I suppose when Facebook was first dreamt up, the creators thought that no-one would add even one-fifth of that many links to their account, but Mark Cuban is one person who has.
It’s happened because Facebook is used quite a lot as a way of linking up with people that you might have something in common with, even if you’ve never met them or had a meaningful online relationship.
Of course, there are people who will add absolutely anyone who contacts them, potentially leaving them open to security abuses, but I don’t think Mark fell completely into that trap. However, he did add a lot of people who he thought that he might be able to develop some kind of relationship with.
Now that Mark has had to start rejecting friend requests and scaling down his existing list, he says that he’s discovered three distinct “friendship” groups:
My new FB strategy is not exclusively about “friends” in the truest sense of the word. Its about three layers of “friends”

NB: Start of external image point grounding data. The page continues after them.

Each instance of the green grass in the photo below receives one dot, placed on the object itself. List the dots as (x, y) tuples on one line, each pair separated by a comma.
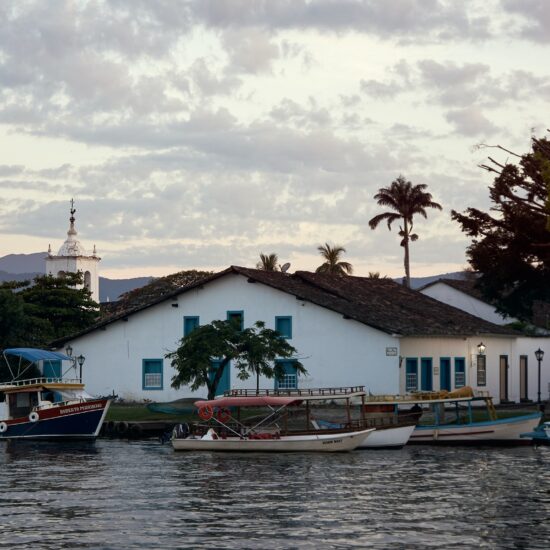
[(140, 413)]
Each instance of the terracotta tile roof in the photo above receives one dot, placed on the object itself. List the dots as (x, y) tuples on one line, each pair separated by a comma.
[(380, 303)]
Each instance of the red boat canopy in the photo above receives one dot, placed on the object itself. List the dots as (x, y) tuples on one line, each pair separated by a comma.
[(253, 401)]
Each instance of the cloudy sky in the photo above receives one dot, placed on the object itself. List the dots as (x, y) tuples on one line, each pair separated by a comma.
[(197, 134)]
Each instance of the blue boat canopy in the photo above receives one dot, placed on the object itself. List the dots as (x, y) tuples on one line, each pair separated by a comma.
[(33, 354)]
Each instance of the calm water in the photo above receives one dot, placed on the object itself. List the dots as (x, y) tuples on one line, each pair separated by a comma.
[(117, 494)]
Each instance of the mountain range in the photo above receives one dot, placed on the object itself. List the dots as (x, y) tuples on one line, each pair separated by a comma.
[(21, 267)]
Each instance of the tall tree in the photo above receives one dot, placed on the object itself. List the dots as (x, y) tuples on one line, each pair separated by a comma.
[(253, 351), (405, 201), (511, 245), (268, 262), (333, 265)]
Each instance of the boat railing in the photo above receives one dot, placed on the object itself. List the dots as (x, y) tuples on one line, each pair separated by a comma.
[(292, 392), (36, 381)]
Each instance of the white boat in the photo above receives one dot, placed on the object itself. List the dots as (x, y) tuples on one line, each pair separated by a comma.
[(391, 437), (228, 431), (47, 407), (452, 418), (283, 444)]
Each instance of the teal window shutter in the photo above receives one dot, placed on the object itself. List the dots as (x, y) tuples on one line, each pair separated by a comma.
[(152, 374), (460, 372), (283, 325), (190, 323)]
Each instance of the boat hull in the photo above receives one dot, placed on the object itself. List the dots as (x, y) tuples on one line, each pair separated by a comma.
[(80, 420), (285, 444), (506, 431), (388, 438)]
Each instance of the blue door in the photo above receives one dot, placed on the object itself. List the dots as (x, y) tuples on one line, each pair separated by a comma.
[(426, 374), (411, 374), (445, 373), (225, 381), (460, 372)]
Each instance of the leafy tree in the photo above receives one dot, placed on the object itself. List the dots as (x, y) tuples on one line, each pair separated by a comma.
[(268, 262), (511, 244), (253, 350), (13, 322), (405, 200), (333, 265)]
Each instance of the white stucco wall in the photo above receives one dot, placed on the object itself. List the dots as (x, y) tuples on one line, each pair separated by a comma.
[(335, 351), (453, 297), (511, 347)]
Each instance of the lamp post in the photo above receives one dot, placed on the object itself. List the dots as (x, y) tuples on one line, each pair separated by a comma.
[(539, 354), (80, 360)]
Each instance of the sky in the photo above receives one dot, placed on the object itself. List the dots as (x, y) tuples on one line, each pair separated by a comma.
[(199, 134)]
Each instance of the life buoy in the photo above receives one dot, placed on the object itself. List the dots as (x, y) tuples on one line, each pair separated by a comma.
[(224, 415), (206, 412)]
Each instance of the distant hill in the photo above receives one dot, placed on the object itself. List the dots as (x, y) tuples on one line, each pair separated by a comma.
[(417, 282), (24, 263), (22, 267)]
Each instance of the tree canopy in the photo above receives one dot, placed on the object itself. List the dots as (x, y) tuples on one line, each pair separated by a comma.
[(405, 200), (333, 265), (49, 308), (253, 350), (511, 244)]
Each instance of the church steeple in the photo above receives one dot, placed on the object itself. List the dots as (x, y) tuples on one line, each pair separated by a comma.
[(72, 257)]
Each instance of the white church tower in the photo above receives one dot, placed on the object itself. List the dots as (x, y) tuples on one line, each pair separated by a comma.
[(72, 257)]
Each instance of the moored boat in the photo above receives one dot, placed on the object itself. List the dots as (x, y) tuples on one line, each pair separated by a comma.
[(455, 418), (270, 432), (47, 407)]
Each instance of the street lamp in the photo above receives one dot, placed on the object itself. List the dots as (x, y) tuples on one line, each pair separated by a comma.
[(539, 354), (80, 360)]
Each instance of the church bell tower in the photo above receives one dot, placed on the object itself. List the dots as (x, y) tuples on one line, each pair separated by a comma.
[(72, 257)]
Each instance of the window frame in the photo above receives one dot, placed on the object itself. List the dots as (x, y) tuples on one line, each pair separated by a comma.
[(144, 363), (187, 318), (280, 318), (234, 312)]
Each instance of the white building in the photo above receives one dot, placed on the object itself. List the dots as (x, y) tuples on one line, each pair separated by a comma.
[(512, 369), (347, 331), (72, 257)]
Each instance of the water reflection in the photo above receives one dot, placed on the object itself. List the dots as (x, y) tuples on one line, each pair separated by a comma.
[(142, 495)]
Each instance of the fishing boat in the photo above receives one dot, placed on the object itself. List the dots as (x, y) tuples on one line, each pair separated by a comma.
[(231, 428), (47, 407), (459, 417), (540, 435)]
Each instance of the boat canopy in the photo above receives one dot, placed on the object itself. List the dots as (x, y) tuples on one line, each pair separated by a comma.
[(34, 354), (252, 401)]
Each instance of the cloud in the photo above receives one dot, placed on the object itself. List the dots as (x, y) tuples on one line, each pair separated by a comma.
[(470, 121), (534, 18)]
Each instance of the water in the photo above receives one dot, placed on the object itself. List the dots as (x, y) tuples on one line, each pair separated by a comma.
[(118, 494)]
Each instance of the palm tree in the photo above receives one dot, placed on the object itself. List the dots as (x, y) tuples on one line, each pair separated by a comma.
[(268, 263), (333, 265), (406, 200)]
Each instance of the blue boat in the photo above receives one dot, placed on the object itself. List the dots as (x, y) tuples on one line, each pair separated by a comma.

The first layer has my real friends. Those people who who I have actually met in real life and who I enjoy keeping in touch with. FB provides a great way to keep up with things with them via pictures, notifications, etc.
The 2nd layer is people who I have tangential connections to. They may just live in Dallas Fort Worth. They may be self proclaimed Mavs or MMA or movie fans, or in groups I’m in. For whatever reason there is something about them that I could connect to.
The 3rd layer is emerging as a very unique and interesting network in FB.
Its what I will call “The Power Layer.” These are people who in whatever industry they are in , retain some level of power. Having them as FB friends, although very simple and non committal, gives me some level of access to them, and them to me. These are people that if they sent me a FB mail, i would certainly read and respond to, and I think they would do the same.
It’s an interesting observation as it shows just one way that Facebook, and other social networks, are being used in ways beyond their original intentions. After all, Facebook started as a way of connecting college students together, but is now used as a business tool. Maybe it shouldn’t be, but then people will always take tools to their limits to fit their own purposes.
5,000 connections is just a scary amount.